Immigration Reform - Republicans Learn to Count

Senator John McCain had a golden opportunity to speak like a statesman rather than a politician when he was asked about the renewed interest in immigration reform coming from the Republican obstructionists.  In the past, Republicans have been opposed to avenues whereby American immigrants are provided a path to citizenship.  Now that Republicans lost the 2012 Latino vote, they're looking to court this growing influential voting block.

Senator McCain was asked what's different about immigration reform now? Why this time?

(CNN) – A bipartisan group of senators expressed confidence Monday in their proposal for major immigration reform. But after the last big congressional push failed in 2007, many are asking why it would work this time around.
"Elections. Elections," Republican Sen. John McCain said Monday in a press conference, when CNN's Dana Bash asked what was behind the optimism. "The Republican Party is losing the support of our Hispanic citizens and we realize that there are many issues on which we think we are in agreement with our Hispanic citizens but this is a preeminent issue with those citizens."

McCain could have said, "We embrace our nation's immigrant history and it's time all Americans welcome those who have made great sacrifices to live and work in our country."

Instead, McCain said the newly enlightened bipartisan spirit on immigration reform is directly related to "votes".  Hispanic voters have finally taught Republican arithmetic!  Indeed, the candidates with the most votes win elections and Hispanics are providing a growing number of ballots in this sum of all the voters who vote.

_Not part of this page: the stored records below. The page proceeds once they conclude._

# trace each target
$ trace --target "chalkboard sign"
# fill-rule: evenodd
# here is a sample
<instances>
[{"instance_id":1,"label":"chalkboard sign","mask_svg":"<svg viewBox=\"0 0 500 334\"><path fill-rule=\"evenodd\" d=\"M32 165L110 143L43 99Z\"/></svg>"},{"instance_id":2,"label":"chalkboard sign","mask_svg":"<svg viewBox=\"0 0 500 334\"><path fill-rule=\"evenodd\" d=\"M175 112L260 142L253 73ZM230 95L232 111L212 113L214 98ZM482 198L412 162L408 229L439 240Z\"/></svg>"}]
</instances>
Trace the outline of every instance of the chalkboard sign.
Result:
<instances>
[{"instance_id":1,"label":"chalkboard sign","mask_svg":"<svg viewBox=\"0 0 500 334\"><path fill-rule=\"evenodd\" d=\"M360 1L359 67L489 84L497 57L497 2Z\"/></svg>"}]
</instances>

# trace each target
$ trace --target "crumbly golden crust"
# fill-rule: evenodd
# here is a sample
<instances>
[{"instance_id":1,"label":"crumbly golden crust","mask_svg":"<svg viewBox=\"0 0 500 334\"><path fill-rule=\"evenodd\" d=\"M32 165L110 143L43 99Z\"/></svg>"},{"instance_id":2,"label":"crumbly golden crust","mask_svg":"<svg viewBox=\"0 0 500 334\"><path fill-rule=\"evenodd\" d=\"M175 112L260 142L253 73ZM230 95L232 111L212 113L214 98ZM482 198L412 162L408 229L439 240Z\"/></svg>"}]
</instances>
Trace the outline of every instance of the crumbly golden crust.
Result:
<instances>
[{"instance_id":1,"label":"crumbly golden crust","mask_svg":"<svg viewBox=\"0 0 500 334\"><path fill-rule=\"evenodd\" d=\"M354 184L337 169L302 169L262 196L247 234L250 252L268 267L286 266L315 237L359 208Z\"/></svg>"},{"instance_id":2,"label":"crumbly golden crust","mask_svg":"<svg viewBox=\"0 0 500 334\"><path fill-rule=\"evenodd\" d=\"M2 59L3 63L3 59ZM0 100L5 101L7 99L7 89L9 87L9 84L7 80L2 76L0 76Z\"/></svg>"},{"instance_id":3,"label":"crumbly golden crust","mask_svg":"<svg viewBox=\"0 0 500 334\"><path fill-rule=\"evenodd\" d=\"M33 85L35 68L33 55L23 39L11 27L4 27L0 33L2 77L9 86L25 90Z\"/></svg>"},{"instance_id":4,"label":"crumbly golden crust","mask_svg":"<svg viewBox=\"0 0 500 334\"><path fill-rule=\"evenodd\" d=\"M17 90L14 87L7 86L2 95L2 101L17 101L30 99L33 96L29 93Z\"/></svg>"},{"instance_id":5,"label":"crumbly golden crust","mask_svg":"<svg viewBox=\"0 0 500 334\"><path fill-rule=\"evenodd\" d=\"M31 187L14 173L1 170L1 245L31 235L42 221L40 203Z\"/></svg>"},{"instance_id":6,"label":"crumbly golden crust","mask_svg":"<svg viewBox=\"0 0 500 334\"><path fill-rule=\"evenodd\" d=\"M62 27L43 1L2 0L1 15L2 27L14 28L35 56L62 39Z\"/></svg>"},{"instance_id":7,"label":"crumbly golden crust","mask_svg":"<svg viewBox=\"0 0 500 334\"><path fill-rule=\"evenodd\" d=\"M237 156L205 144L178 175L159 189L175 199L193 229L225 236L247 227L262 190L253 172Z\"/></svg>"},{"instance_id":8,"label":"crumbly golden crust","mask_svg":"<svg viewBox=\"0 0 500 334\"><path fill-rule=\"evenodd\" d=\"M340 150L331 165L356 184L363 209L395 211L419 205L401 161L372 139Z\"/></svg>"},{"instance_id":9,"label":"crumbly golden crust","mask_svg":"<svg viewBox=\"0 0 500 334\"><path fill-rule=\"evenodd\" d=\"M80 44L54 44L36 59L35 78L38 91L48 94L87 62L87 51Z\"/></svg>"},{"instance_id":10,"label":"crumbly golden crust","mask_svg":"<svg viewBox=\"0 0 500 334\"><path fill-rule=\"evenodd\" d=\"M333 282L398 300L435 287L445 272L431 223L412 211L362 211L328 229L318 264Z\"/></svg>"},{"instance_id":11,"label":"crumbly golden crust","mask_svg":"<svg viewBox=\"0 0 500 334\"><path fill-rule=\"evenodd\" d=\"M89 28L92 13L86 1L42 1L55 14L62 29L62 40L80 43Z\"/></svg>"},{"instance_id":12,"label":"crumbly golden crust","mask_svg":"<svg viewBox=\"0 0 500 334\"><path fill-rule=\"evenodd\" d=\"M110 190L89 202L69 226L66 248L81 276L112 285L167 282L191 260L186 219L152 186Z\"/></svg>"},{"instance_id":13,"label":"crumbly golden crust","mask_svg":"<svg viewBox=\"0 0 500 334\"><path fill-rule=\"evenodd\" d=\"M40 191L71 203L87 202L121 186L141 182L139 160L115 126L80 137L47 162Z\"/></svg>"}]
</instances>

But, will the Republican political sea turn on immigration reform work in attracting Hispanic voters to their party?  I doubt it.  After all, it's simply rude to invite Hispanics to the voting population and court them as numbers while, at the same time, continue treating them as second class citizens. It's like inviting guests to dinner just to fill empty seats at the table. 

Americans should be embarrassed by the way we've treated immigrants, especially because every one of us are descendants of people who took great risks to populate and defend this country.  Immigrants who are seeking a better way of life should not live in fear of deportation when they're law abiding citizens who are working hard employees at labor jobs. 

For the time being, Hispanic voters finally taught Republicans how to accept the outcome of the 2012 election.  Without Hispanic votes, future candidates will have a very difficult time winning national elections.  Thank you to Hispanic voters for finally teaching Republicans how to count votes.